How long did it take you to build your network of organic farms? What was that process like? What are your criteria for the farmers you work with?  

It has taken us over a decade to build our network of small farmers and artisans. When I started the service in 2009, I assumed that all farmers would want to sell to me, but in actuality that was not the case. I quickly discovered that small farmers carefully plan their crops based off of the expected outlets of sale and that it would take time to not only gain their trust but also become part of their yearly plans. We focus much more on the methods of the farmers than the label. Organic is always important to us, but we want to know what the chickens are eating and what's being sprayed on the plants. Connection and transparency are much more important to us than just being "Certified Organic."

You are a gardener as well – do you sell the produce you make or is it just for your family?

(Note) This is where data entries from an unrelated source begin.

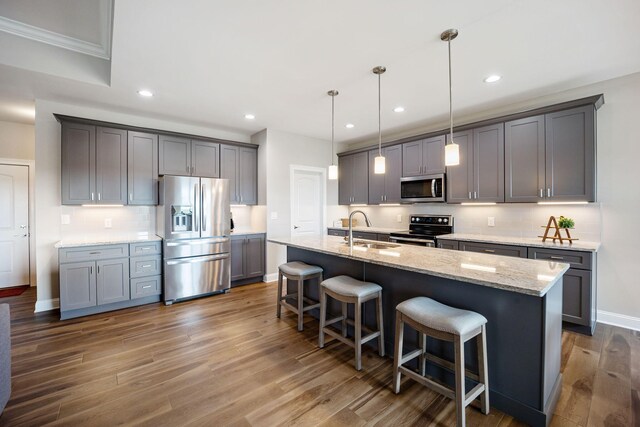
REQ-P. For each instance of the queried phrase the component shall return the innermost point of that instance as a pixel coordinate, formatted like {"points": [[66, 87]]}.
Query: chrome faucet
{"points": [[366, 219]]}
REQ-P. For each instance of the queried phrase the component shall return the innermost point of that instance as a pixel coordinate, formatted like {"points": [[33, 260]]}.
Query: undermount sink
{"points": [[373, 245]]}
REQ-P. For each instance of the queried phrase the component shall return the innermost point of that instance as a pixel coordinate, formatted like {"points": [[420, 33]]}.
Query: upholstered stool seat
{"points": [[433, 319], [348, 290], [299, 272]]}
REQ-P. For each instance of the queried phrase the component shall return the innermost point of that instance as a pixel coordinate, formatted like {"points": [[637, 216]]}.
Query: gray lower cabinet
{"points": [[240, 166], [142, 177], [423, 157], [190, 157], [247, 258], [385, 188], [94, 165], [353, 178], [100, 278]]}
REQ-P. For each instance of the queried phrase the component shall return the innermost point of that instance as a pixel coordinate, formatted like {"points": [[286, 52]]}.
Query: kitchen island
{"points": [[521, 299]]}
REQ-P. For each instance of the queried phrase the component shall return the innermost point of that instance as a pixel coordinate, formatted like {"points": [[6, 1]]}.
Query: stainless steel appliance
{"points": [[419, 189], [424, 230], [193, 219]]}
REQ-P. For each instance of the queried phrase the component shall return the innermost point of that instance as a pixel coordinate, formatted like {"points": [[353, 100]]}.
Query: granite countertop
{"points": [[106, 239], [371, 229], [578, 245], [525, 276], [243, 231]]}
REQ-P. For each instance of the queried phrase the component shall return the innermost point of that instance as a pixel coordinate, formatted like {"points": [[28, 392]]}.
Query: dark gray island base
{"points": [[523, 331]]}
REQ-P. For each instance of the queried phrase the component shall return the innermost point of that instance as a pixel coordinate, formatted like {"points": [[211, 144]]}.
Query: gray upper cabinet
{"points": [[94, 165], [78, 174], [460, 177], [353, 184], [205, 159], [570, 154], [385, 188], [111, 165], [191, 157], [423, 157], [480, 175], [240, 166], [174, 155], [551, 157], [142, 174], [524, 159]]}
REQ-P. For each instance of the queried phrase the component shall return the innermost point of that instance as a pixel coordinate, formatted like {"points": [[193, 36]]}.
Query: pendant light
{"points": [[333, 169], [451, 150], [379, 161]]}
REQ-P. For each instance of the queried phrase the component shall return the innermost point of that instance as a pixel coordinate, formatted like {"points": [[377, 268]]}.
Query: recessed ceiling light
{"points": [[492, 79]]}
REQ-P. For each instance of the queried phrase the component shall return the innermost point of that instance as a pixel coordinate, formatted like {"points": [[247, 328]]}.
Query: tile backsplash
{"points": [[518, 220]]}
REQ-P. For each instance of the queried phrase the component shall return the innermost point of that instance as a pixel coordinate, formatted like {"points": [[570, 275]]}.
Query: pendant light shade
{"points": [[379, 161], [451, 150], [333, 168]]}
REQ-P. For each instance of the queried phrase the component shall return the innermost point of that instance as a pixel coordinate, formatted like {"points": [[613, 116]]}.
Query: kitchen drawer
{"points": [[580, 260], [91, 253], [145, 286], [334, 232], [146, 248], [145, 266], [488, 248]]}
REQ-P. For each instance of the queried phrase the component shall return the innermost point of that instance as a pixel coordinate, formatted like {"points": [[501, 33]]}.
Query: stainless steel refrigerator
{"points": [[194, 221]]}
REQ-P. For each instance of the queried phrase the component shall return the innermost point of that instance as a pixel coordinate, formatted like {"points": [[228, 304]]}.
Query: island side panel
{"points": [[518, 326]]}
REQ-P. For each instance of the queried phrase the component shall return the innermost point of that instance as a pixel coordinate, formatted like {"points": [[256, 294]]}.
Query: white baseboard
{"points": [[270, 277], [621, 320], [47, 305]]}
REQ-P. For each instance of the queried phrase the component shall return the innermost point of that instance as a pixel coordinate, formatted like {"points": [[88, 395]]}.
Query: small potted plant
{"points": [[564, 222]]}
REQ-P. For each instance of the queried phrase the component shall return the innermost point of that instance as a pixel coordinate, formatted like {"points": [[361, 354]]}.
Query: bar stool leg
{"points": [[481, 342], [398, 352], [344, 319], [279, 308], [300, 302], [460, 376], [323, 316], [358, 335], [380, 327]]}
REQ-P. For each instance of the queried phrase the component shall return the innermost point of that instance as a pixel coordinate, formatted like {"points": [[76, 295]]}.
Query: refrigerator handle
{"points": [[202, 214], [196, 208]]}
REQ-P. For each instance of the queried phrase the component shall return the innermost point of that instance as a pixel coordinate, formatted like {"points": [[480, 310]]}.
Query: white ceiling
{"points": [[210, 62]]}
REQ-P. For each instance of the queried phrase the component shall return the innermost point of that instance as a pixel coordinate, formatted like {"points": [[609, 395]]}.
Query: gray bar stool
{"points": [[299, 272], [351, 291], [431, 318]]}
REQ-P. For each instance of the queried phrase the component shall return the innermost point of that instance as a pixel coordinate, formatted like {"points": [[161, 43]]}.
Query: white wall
{"points": [[17, 141], [614, 218], [279, 151], [48, 229]]}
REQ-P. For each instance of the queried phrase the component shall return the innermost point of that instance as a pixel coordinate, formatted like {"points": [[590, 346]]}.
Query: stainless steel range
{"points": [[424, 229]]}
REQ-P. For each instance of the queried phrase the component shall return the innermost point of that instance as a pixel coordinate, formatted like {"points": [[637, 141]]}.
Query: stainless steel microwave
{"points": [[420, 189]]}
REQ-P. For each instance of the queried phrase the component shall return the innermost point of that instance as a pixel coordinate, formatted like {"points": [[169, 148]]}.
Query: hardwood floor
{"points": [[227, 360]]}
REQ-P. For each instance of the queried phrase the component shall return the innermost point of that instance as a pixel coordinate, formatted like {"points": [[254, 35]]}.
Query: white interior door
{"points": [[14, 225], [307, 202]]}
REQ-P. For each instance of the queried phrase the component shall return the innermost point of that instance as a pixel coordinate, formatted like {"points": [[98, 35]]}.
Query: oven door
{"points": [[419, 189], [412, 241]]}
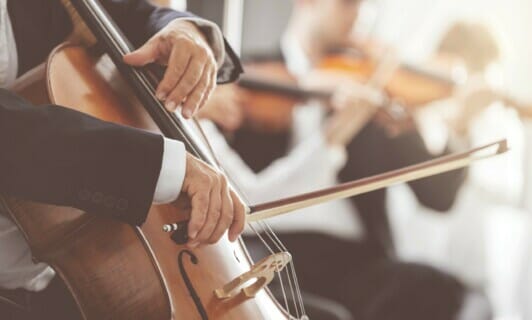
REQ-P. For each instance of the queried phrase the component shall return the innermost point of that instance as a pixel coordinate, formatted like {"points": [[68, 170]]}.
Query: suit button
{"points": [[84, 194], [122, 204], [97, 197], [109, 202]]}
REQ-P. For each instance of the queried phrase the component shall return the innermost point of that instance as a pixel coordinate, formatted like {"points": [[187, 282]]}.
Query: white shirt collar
{"points": [[8, 48]]}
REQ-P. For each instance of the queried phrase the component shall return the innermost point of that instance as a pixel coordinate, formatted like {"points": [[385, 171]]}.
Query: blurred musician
{"points": [[344, 249]]}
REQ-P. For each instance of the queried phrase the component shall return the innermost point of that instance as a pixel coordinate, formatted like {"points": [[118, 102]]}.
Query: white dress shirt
{"points": [[311, 164], [17, 270]]}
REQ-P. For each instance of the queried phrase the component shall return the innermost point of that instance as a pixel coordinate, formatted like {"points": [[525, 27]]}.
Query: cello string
{"points": [[293, 269], [268, 231], [278, 271], [280, 274], [289, 270]]}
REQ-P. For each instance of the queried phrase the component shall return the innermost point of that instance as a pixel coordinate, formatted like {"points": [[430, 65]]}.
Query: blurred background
{"points": [[485, 239]]}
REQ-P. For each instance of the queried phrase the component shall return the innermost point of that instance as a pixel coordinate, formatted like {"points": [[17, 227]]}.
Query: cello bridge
{"points": [[263, 272]]}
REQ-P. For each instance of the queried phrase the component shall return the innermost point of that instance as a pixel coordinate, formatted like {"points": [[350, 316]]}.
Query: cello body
{"points": [[114, 270]]}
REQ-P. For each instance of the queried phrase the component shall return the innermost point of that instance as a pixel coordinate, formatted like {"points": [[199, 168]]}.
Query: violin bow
{"points": [[425, 169]]}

I love to garden! For years I've maintained a large home garden, started all my plants from seeds, had a compost heap and more. It's given me invaluable insight into not only how much work it takes to grow organically but also the best methods of harvesting, storing and preparing delicious organic produce! All the produce I grow is either consumed fresh by my wife and two little boys or is canned/blanched and frozen for future use.

How has your business grown during quarantine?

The last few months have been a very unusual time for everyone and we are certainly no exception. People are prioritizing their health more than ever and also want to know that their food is coming from safe, reliable sources and handled by as few people as possible. The fact that we deliver food of the absolute highest quality has been a true lifeline for many of our customers throughout the pandemic and has in turn allowed us to support our small local farmers in the process.

What advice do you have for people wanting to buy fruit that’s in season? What research should they be doing?

Knowing the seasons is your main ally if you want to try and eat seasonally. That may sound overly simplistic, but if you don't know when things are available locally it's a lot harder to make food decisions. Fruit in the Northeast is a very fickle being. The weather and pests play such a large role in what's available to us and when. My advice is always to "know thy farmer" and try to connect with the people growing your food. For us that means having a constant dialogue with the farmers. Strawberry season is only three weeks long in early June, Stone Fruit is typically end of June-July. Learn when things are in season and you'll always be eating fresh!

On the flip side, is buying fruit that’s out of season really as bad as we’re told?

I've never believed in absolutes. You need to do what works best for you and your family, not what people tell you to do. If you have a child who only likes blueberries, then you're probably going to buy blueberries all year long. Many of my farmers have told me that if you're eating fresh organic produce, that's the most important thing. I do believe that eating seasonally and from local farms is the pinnacle of healthy eating and will offer you more taste and nutrition. However, life is a balance and sometimes you might just want to eat a peach in December. That's totally fine, but it might be coming from Peru!